The warm-up and stretching protocol was designed to match the testing sequence, aiming to activate the neuromuscular system without inducing fatigue. Based on prior studies (Carmo et al., 2023; Guo, Li & Wu, 2018), participants performed 5 min of cycling at 50 W, followed by 5 min of static stretching. Then, they completed 30-second passive stretches targeting key lower-limb (quadriceps, hamstrings, gastrocnemius, gluteus maximus), lumbar, and upper-body muscles, all under researchers’ supervision. In order to ensure adequate recovery and maintain optimal performance of the participants, a 30-minute rest interval was provided between each skill test. Subsequently, the participants then performed a series of tests in the following sequence: dominant leg hop (DLH) (Guo, Li & Wu, 2018), countermovement jump (CMJ), squat jump (SJ), drop jump (DJ), one-repetition maximum (1-RM) weighted squat, deadlift (Dias et al., 2005), and the lane agility test (Milan et al., 2019).
ACL injury diagnosis
Following the baseline assessments, ACL injury incidence among participants were meticulously monitored through monthly communications with the team physicians and self-reports from the players. A detailed diagnosis and description of the injury was provided to the researcher by an orthopedic specialist upon the occurrence of the injury. All participants diagnosed with an ACL injury exhibited positive Lachman test results, and the severity of the injuries was further confirmed through MRI. As of March 31, 2024, a total of 11 ACL injury cases had been confirmed among the participants.
Data analysis
Biomechanical data analysis
Based on a previous study (Li et al., 2014), biomechanical data were collected and analyzed during three key phases of the unanticipated side-cutting maneuvers, namely the emergency stop (ES), initial acceleration (IA), and side-cutting (SC) phases, as illustrated in Fig. 1.
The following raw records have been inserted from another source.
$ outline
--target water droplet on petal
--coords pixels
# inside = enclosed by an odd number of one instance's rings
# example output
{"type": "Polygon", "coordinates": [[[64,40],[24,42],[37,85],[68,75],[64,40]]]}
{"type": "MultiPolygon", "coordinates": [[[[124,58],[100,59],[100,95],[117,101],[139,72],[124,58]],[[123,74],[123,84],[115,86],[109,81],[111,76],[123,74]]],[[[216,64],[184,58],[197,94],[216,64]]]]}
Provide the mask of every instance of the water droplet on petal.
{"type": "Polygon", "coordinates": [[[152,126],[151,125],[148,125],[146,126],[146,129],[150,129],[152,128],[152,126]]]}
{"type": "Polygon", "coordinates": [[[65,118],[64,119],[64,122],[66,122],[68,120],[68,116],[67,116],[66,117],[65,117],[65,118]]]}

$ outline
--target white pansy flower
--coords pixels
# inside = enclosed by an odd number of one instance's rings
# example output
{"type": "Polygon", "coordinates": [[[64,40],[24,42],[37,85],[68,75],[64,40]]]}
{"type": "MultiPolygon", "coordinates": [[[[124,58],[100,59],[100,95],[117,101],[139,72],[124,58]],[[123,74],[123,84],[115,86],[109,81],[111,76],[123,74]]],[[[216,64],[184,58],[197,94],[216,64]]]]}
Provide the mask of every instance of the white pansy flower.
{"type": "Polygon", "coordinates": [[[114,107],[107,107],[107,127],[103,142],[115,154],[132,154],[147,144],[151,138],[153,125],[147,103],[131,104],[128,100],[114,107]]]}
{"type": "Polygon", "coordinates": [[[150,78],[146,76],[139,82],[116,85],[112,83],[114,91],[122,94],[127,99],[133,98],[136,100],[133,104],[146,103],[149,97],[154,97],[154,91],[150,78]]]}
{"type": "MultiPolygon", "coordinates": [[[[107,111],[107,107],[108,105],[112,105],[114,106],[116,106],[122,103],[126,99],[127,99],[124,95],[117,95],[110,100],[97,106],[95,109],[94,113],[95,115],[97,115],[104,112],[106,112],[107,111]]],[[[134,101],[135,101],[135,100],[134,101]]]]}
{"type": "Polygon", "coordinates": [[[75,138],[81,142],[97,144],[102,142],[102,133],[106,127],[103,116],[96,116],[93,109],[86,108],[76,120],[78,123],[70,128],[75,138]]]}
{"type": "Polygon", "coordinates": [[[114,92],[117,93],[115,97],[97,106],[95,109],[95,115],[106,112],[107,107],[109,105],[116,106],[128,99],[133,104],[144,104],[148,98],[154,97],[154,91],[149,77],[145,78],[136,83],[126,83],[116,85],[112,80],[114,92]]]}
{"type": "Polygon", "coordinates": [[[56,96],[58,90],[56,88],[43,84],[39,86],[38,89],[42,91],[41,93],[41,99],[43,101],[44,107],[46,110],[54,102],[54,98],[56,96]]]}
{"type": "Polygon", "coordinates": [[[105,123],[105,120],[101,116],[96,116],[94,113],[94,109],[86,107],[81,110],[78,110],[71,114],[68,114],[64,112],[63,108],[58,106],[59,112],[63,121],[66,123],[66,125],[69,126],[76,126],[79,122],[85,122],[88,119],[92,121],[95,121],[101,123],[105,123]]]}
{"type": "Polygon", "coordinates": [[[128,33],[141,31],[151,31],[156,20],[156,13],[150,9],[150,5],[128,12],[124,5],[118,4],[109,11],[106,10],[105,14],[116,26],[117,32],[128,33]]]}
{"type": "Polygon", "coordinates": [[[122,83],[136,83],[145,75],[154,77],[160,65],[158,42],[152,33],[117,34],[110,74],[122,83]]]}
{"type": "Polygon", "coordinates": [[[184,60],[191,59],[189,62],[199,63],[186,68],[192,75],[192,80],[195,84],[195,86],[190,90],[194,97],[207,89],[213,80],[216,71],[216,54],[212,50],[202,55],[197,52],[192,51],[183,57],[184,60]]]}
Figure 1: Phases of unanticipated side-cutting test.
Firstly, the ES phase began when the participants initiated the test and progressed until both feet contacted the force platform during their braking motion where they adjusted their center of gravity (COG) based on the left or right directional cues. Next, in the IA phase, the participants adjusted their COG in response to the indicator lights. Then, the participants initiated a push-off motion toward the indicated direction while keeping both feet grounded. In both phases (ES and IA), kinetic and kinematic variables were extracted at the timepoint whereby the peak ground reaction force (GRF) was observed during double-leg stance. The extracted data included GRF peaks, center of pressure (COP), joint forces and moments at the hip, knee, and ankle, as well as surface EMG signals from seven lower-limb muscles. The moments were calculated as external moments using inverse dynamics, based on kinematic data and ground reaction forces.
Lastly, in the SC phase, following the push-off, the participants executed a side-cutting maneuvers. As the COG shifted forward, they landed on the force platform with one leg. In order to ensure consistency in movement, all participants performed the side-cutting maneuvers using a crossover step at this phase. Also, as this phase involved a single-leg landing, only biomechanical and EMG data from the supporting leg were included in the analysis for this phase. Specifically, these included GRF peaks, joint forces and moments at the hip, knee, and ankle, as well as surface EMG signals from seven muscles of the supporting leg.
Meanwhile, the biomechanical assessment was analyzed in three-dimensional (3D) plane with three axes: X-axis for flexion-extension, Y-axis for adduction-abduction, and Z-axis for internal-external rotation. The kinematic and kinetic data of the ankle, hip, and knee joints were adhered to the right-hand rule to ensure a standardized representation of data (Jandacka et al., 2018). In addition, the GRF positive values were defined as upward, rightward, and forward directions.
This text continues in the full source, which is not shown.